I wanted to do all this for her, but cooking together would be better, being together. I set out a squash for her to cut and she got a cutting board and knife. While she did that I boiled pasta, cooking the raw chicken right after. Just because I was letting her help didn’t mean I’d make her do much. She watched me with fascination after she cut her single squash, shaking her head while I sautéed. “You’re doing all the work,” she laughed.
“I like doing all the work.” And I did.
That made her smile. “Well, I’ll make a fruit salad then with some stuff I got. I’ll feel like I contributed.”
Something told me I couldn’t argue with her even if I wanted to. I let her and she started cutting fruit. I thought about something she said during our silence of working and couldn’t help asking her about it. “You said your cousin invited Rissa. Is there a reason why she wouldn’t be? Invited that is.”
At first, I didn’t think the question was prying but when her silence continued I suddenly felt it was. She sighed, chopping an apple. “Rissa doesn’t really get invited to things.”
Frowning, I turned my head, lifting my hand from the cooked chicken I just placed into the dish. I didn’t understand that. It wasn’t like she got into trouble or anything. She was only a baby. But then Aubrey continued.

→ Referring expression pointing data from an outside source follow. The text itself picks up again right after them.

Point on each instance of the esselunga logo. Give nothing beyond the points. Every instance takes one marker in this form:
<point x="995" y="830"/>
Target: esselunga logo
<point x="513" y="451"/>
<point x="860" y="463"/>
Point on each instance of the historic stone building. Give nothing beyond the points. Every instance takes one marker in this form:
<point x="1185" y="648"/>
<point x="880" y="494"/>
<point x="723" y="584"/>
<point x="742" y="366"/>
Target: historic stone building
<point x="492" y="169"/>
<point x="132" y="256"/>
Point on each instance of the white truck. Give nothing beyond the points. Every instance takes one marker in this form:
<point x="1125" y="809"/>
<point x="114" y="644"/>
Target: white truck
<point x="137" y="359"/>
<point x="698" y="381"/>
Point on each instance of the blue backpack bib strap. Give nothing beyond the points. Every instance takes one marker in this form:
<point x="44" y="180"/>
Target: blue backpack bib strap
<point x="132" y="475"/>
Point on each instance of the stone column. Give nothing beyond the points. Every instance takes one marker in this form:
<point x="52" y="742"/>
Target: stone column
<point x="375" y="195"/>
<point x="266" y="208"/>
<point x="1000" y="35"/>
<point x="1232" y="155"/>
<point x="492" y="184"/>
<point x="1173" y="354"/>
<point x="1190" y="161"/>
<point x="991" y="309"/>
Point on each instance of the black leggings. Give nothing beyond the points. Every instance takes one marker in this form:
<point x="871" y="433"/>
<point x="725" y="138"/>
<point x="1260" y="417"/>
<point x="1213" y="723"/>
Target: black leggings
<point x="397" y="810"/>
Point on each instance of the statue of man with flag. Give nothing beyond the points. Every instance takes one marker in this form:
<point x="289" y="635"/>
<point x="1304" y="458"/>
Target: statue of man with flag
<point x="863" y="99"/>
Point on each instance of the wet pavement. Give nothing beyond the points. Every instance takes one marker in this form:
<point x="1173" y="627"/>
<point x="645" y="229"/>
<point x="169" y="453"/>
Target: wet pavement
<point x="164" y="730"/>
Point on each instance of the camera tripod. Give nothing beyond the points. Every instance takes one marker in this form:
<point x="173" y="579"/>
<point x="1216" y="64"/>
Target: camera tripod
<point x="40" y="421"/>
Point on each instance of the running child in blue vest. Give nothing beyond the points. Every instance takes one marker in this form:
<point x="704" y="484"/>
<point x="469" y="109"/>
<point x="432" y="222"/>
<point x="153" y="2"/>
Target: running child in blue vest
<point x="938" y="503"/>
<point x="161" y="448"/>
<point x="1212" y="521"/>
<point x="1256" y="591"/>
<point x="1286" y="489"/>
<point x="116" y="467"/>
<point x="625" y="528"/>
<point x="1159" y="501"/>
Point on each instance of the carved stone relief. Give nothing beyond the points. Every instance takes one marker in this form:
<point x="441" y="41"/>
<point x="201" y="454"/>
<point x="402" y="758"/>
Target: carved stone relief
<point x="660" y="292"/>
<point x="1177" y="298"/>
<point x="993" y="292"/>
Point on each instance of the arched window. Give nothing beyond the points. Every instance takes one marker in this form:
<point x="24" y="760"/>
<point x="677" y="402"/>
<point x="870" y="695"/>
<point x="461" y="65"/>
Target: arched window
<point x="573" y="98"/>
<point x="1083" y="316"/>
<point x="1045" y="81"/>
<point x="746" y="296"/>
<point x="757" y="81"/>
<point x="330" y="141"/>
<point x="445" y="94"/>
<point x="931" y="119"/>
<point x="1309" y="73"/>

“My family has dissociated themselves from me. Rissa is our link. They see her they see me, which is why she rarely gets asked.”
“Why?”
“My mom,” she said dropping some apple into a large bowl. “She’s basically a crack prostitute. Still is I can imagine. I haven’t seen her in a few years. She only comes around when she wants something. Basically bled my grandparents dry. They raised me, not her. My family associates me with her I guess, and I also think they’re resentful. My grandparents were always there for me before they died. Old age. They took care of me and anything I needed.” She shrugged. “It is what it is.”
Dropping in a few more bits of cooked chicken, I shook my head. “That’s not right. Not fair.”